乳がん啓発イベントをホノルルで行いました。テーマは「西洋医学、東洋医学」。

その際に西洋医学の部のゲストスピーカーとして、日米の乳がん事情をなんと、

日英両語バイリンガルでプレゼンしていただいたのが、今回ご紹介する、

魁生峰子 (かいしょうみねこ) さんです。

笑顔が少女のように優しい、私たちハワイ女性にとってのナイチンゲールです。

 

水玉ライン

Q1. Kaisho さんの簡単な経歴をご紹介いただけますか。

1969年神奈川県川崎市に生まれました。

地元の県立高校卒業後は横須賀市にある看護学校へ入学、卒業後は横須賀市の病院で3年半 精神科、小児科、NICUの看護師として就業しました。

その後趣味でしていたウィンドサーフィンを通じてハワイに来て以来ここに住みたいと思い、こちらでRNの試験を受けました。

合格後は永住権を取得し、カイザー病院で内科と外科の看護師として働きながらこちらの大学院へ通い、ナースプラクティショナーとなりました。

日本ではまだあまり知られていない役職ですが、診察、診断、薬の処方や検査のオーダーが出せる看護師です。

ナースプラクティショナーとなってからは病棟、一般内科と総合診療科の外来で経験を積み、現在はカピオラニ病院の女性センターで、ハイリスクブレストプログラムと低所得者層の乳がん子宮頸がんのスクリーニングプログラムで勤務しています。

 

Q2. 腫瘍科の看護師さんとしての毎日はとてもハードなものと想像します。
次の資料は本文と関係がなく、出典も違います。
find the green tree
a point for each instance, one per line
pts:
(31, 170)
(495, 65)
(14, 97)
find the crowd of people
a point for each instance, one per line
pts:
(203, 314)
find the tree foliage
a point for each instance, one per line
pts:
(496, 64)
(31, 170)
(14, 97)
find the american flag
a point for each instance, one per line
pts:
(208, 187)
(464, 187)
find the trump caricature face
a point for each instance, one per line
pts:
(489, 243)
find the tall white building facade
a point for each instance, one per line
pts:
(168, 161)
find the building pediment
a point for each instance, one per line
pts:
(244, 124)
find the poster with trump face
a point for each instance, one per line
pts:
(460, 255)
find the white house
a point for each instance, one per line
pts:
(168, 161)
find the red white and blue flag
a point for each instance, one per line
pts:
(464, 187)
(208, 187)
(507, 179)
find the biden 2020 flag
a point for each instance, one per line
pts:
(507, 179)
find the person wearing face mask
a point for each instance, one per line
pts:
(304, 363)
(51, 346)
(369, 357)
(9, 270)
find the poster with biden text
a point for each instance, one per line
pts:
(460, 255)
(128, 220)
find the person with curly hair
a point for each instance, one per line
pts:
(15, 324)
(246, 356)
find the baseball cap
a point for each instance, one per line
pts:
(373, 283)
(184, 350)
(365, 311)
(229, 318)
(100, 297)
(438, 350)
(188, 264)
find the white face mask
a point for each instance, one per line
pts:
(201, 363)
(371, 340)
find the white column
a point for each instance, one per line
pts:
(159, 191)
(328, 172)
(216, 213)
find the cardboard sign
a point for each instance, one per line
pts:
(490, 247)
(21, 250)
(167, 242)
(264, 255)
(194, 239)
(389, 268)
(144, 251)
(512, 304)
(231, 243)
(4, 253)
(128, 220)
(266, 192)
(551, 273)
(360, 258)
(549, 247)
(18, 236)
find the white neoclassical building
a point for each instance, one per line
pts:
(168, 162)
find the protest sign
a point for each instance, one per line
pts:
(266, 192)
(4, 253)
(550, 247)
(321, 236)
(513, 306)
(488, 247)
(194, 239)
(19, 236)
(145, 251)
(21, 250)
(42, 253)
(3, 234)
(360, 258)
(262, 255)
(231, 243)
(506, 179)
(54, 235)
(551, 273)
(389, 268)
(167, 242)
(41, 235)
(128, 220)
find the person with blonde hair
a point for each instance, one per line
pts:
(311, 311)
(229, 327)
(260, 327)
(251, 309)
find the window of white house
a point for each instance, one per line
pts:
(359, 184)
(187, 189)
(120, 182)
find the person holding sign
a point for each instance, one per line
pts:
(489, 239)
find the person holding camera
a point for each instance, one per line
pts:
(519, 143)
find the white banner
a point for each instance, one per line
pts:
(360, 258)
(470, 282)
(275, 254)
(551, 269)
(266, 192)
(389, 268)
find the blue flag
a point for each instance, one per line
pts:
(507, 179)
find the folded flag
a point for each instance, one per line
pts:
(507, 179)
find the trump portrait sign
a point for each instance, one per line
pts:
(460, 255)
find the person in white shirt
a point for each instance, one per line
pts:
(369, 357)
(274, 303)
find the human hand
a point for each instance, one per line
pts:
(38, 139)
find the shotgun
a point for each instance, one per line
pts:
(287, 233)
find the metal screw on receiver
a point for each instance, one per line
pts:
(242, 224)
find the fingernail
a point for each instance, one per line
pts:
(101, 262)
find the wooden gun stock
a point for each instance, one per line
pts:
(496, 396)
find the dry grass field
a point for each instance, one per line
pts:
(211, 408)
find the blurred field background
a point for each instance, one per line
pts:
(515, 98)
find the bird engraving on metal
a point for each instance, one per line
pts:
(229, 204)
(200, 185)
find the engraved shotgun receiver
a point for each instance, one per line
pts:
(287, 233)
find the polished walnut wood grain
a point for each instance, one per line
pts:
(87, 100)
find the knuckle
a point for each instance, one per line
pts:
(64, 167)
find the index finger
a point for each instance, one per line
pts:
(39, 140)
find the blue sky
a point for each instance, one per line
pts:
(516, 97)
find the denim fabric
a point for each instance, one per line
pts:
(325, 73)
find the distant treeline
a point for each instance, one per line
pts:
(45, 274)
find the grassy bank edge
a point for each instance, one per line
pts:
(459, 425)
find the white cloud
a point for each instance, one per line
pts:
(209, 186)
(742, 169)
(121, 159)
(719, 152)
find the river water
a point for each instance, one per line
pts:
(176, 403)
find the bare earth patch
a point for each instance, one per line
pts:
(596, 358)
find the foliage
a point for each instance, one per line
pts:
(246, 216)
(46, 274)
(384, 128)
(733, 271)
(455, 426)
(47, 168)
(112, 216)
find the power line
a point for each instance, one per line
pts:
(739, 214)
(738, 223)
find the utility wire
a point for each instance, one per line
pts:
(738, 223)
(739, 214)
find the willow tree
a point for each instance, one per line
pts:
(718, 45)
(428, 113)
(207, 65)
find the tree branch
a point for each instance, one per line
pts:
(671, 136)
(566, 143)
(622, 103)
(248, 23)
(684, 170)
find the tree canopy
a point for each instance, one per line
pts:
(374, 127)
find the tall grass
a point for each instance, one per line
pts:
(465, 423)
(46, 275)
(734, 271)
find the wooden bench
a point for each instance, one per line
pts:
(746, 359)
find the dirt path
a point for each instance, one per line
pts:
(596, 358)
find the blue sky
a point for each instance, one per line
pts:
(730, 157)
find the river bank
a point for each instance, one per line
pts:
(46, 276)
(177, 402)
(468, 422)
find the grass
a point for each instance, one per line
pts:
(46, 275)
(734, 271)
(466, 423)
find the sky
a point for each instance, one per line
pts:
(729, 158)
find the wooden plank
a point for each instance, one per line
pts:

日々のスケジュールがどのようなものかをご紹介いただけますか。

ハイリスクブレストプログラムと低所得者層の検診プログラムは外来で行っています。

ハイリスクブレストプログラムでは乳がんのリスクが高い患者さんたちを中心にカウンセリングと診察を行っています。

初回診察では1時間近くかけて、患者さんのリスクの査定、遺伝子検査、これから行っていくであろう画像診断や、検査の説明、乳がんにかかりにくくさせるための薬物療法や生活習慣など多方向からのケアについて話し患者さん同意の上でそれらを勧めて行きます。

結構説明をすることが多いので、初回診察の方が1日中入ると、一日の終わりには声が出なくなることもあります。(笑) 

低所得者層のプログラムは乳がんと子宮頸がんのスクリーニングをすることが目的ですが、医療機関に何年もかかっていない人も多いので、高血圧などの疾病をはじめ健康管理についての説明もこの機会を逃さないように時間を摂って行います。

診察以外ではカルテの入力と格闘したり、患者さんに検査結果について電話したり、会議やその他の仕事に追われています。

 

Q3. Kaishoさんは、アメリカ(ハワイ)の病院にお勤めなので、アメリカ人の患者さんと接することが多いと思いますが、現状、アメリカ人女性が乳がんになる確率はどれくらいでしょうか。

人種によって差異がありますが一般的には8人に1人と言われています。

 

Q4. アメリカ、特にハワイには、日本から移住した日本人女性が多く在住します。上記の確率で言うと、彼らもひとくくりで「アメリカ人女性の乳がん患者」というカテゴリーに含まれると思うのですが、アメリカに移住した日本人に乳がんが増えた理由はなんだと思われますか?

食生活をはじめとする生活習慣の変化です。現在日本でも50年前に比べ乳がんの罹患率は7倍になるといわれています。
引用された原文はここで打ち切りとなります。